Las personas que tenían comportamientos extraños eran excluidas de la sociedad. Se
encerraba a los que molestaban y, desgraciadamente, la psiquiatría se instrumentalizó
políticamente…
—¿Cuál era el trastorno de Maribel?
—Esquizofrenia. Nada excesivamente grave. Algo que hoy en día, con una
buena medicación, es totalmente controlable. Pero en la época en que Maribel era
joven, la sociedad señalaba con el dedo a esos enfermos y los estigmatizaba. Incluso la
familia los menospreciaba.
—Lo que me parece exagerado —comentó Ávila— es que no se le diera el alta
antes.
—Antiguamente, los enfermos mentales eran confinados en los manicomios
durante toda la vida… En 1986 se legisló una reforma psiquiátrica que intentaba
evitar los ingresos permanentes y que los enfermos dispusieran de atención
comunitaria, en su entorno, sin alejarse de su familia. Como siempre, buenas
palabras… Han pasado treinta cinco años y aún estamos en ello… Aunque es cierto
que se ha humanizado mucho la atención.
—Maribel aún tardaría prácticamente veinte años en salir —habló Pruna—.
¿Qué explicación hay a eso?
—Nadie quería hacerse cargo de ella.
—¿No se pusieron en contacto con su hermano?
—Claro que lo hicimos —rebatió el facultativo—. Pero no quiso saber nada de
ella.
— 10 —
Las miradas furtivas de los policías recalcaban que ese hecho no debía pasarles
inadvertido.
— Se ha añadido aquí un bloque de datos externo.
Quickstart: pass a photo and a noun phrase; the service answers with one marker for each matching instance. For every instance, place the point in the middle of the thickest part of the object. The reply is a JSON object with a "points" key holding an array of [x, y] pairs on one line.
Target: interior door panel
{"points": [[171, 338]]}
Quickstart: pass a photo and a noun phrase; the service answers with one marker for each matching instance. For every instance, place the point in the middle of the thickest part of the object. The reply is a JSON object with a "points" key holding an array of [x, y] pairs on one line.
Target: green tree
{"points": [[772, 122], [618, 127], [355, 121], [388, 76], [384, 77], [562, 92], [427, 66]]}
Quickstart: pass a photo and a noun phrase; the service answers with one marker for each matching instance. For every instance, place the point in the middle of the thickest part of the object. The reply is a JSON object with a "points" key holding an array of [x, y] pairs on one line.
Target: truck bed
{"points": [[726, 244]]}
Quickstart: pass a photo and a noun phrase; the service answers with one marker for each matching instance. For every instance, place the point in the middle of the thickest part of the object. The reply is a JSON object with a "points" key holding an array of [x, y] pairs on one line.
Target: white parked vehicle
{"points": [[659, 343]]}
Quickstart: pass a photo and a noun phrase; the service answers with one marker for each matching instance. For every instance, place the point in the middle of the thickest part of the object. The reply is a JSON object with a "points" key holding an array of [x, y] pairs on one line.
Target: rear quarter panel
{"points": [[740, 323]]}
El subinspector intentó ahondar en el motivo de esa negativa.
—Sus sobrinos nos han dicho que no tenían relación con ella… Pero ¿cómo es
posible renegar de un familiar enfermo, doctor?
Josep Alvarado infló sus mejillas con una bocanada de aire que acabó
expulsando sonoramente.
—A mí también me parece cruel e inhumano… Pero tengan en cuenta que,
cuando Maribel tenía dieciocho años y acababa de morir su padre, fue su hermano
quien la ingresó en el manicomio.
…—…
— 11 —
Maribel salió al pequeño balcón. Descolgó la jaula, la abrió y, con una ternura
inmensa, tomó al pajarillo entre sus manos. Se acercó a la baranda y lo echó a volar.
A continuación, sin que los policías pudieran reaccionar, se subió a un pequeño
taburete que tenía allí preparado y se precipitó al vacío.